Controls Testing – Our control experts are well trained in testing techniques and documentation standards. We provide testing results that meet the requirements of the public accounting firms without the high cost. We believe that control testing is repetitive and can be performed more efficiently with resources that have the appropriate skills and training. We will develop testing plans, test scripts and templates to ensure that your external auditor can place maximum reliance on the work performed by our team.
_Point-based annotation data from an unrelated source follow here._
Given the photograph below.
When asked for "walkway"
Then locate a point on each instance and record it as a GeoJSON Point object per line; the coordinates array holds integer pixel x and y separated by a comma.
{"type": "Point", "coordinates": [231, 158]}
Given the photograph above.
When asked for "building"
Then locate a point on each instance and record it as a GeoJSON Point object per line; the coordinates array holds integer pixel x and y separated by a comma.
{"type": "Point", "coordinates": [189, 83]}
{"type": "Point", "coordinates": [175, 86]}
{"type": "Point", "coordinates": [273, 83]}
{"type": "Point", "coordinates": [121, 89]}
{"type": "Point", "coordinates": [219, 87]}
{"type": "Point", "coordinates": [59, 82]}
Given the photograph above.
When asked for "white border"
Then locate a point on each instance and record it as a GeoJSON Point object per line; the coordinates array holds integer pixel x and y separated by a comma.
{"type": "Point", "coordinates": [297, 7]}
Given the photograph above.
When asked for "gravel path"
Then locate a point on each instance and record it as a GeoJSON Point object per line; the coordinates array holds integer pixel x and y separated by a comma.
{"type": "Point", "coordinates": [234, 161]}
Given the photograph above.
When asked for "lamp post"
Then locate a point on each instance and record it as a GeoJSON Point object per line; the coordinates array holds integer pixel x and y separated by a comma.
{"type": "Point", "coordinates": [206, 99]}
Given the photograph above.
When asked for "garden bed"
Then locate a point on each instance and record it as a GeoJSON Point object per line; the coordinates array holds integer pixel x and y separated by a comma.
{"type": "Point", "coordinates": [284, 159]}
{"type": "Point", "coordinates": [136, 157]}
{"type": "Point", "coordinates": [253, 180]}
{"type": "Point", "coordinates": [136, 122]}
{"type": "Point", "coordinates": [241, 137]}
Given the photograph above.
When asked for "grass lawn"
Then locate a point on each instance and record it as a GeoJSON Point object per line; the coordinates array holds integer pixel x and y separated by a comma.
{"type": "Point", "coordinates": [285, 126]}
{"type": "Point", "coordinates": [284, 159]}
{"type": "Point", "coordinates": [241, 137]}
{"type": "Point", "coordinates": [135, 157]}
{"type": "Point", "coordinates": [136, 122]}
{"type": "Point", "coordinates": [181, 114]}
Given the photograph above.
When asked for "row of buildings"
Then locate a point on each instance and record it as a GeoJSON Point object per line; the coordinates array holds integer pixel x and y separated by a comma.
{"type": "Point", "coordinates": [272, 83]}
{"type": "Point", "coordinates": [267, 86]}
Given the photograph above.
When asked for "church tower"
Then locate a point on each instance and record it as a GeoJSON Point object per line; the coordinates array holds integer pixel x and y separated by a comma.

We will also coordinate testing activities and prepare work papers documenting testing results.
IT Controls Documentation & Testing – Assessing IT controls requires highly specialized skills. Although many public companies have an Internal Audit capability, many lack the skills in-house to effectively document and test IT controls. Sunera possesses the entire breadth of technical skills required to work with ERPs, databases, networks and websites as well as IT processes. Our professionals are experts in COBIT and most have completed many IT general controls work paper sets for “Big 4” audit firms.
Controls Remediation – Fixing control design and operating effectiveness gaps often requires changing existing processes and technologies. To do so successfully, a change agent must understand how to gain acceptance by the organization for the change, as well as, know the many process and technology alternatives to consider. Unlike a typical auditor, our professionals are capable of helping your organization implement new practices and modernizing your technologies. Throughout the MAR effort, we identify, track, and report any internal control deficiencies. We will coordinate any necessary remediation activities related to the correction of specific control deficiencies. Sunera possesses specialists from across a broad spectrum of disciplines skilled in fostering organizational change, preparing policies and procedures, and designing new processes and controls. We provide as much guidance on remediation as possible during the documentation and testing effort.
Improving MAR Compliance – Many companies rely on manual, detective controls that are costly to operate and test and are prone to error. We help you replace those controls with automated controls that are more reliable and cost-effective. We have the expertise to help you get the most from your existing ERP systems by utilizing functionality already embedded within them. In addition, we deploy emerging controls automation software or controls monitoring/self-assessment programs to make controls testing and monitoring more efficient. We also help organizations consolidate disparate compliance efforts into a single, integration compliance program.